How Free Should a Free Market Be? - robg
http://www.nytimes.com/2008/10/05/weekinreview/05berenson.html?ref=weekinreview&pagewanted=all
======
SwellJoe
It's always distressing to see people presenting a failure of government as a
failure of the market. The government created this crisis, and the government
has responded by causing even more problems and costing taxpayers even more
money. By insuring lenders against loss from home mortgages for lower income
families (and actively encouraging risky lending so that everyone could "own a
home", even people who clearly could not afford to own a home)--practices
which reached unprecedented levels in 1999 with new legislation pushed through
by Clinton and both parties--the federal government practically guaranteed
that the sub-prime crisis would happen.

Now, the complaint is that the market is too free, and the general public will
happily believe it.
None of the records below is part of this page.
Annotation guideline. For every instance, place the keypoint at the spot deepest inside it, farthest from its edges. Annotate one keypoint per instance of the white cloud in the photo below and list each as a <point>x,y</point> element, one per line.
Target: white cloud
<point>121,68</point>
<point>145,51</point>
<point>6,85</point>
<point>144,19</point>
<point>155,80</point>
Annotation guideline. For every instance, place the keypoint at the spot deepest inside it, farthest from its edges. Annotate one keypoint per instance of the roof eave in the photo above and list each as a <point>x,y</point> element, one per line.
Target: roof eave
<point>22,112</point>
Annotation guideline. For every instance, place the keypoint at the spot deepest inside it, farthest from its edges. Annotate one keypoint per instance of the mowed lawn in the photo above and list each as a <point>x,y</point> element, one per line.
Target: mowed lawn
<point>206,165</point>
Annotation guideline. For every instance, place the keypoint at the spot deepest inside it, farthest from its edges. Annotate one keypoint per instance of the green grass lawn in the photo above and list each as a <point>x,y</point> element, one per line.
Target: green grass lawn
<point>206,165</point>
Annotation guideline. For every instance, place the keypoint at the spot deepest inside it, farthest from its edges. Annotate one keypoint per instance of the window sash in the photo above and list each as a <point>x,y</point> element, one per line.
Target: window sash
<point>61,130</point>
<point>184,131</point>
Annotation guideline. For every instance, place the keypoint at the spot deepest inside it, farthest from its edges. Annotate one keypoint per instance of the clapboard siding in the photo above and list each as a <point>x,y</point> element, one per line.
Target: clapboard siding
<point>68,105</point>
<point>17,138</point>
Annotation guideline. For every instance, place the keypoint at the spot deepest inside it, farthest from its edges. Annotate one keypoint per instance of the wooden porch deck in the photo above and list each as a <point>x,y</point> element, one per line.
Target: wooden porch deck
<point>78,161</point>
But, markets require consequences, both positive and
negative. Poor business practices should lead to losses, while good business
practices should lead to gains. Lending on a massive scale to people who you
can be reasonably certain aren't going to pay you back is a business practice
that should lead to extinction for the companies participating in it.
Governments job is to enforce contracts: make companies liable for lies and
fraudulent activity. If, instead, they merely funnel a nearly trillion dollar
windfall right from taxpayers pockets into the pockets of those most guilty,
it insures more and worse of the same. It breaks the market in ways that
simply cannot be undone. America has ceded economic leadership status, and
turned over the economy to a handful of white collar criminals. What little
hope of recovery our economy had before the bailout is now gone. If there were
awareness of the problems amongst people making the decisions, it could be
corrected in a couple of generations...but denial rules the day, and so it
will only get worse.

Not that I'm bitter.

------
known
Free Markets make sense when Race To The Bottom is prevented.

<http://en.wikipedia.org/wiki/Race_to_the_bottom>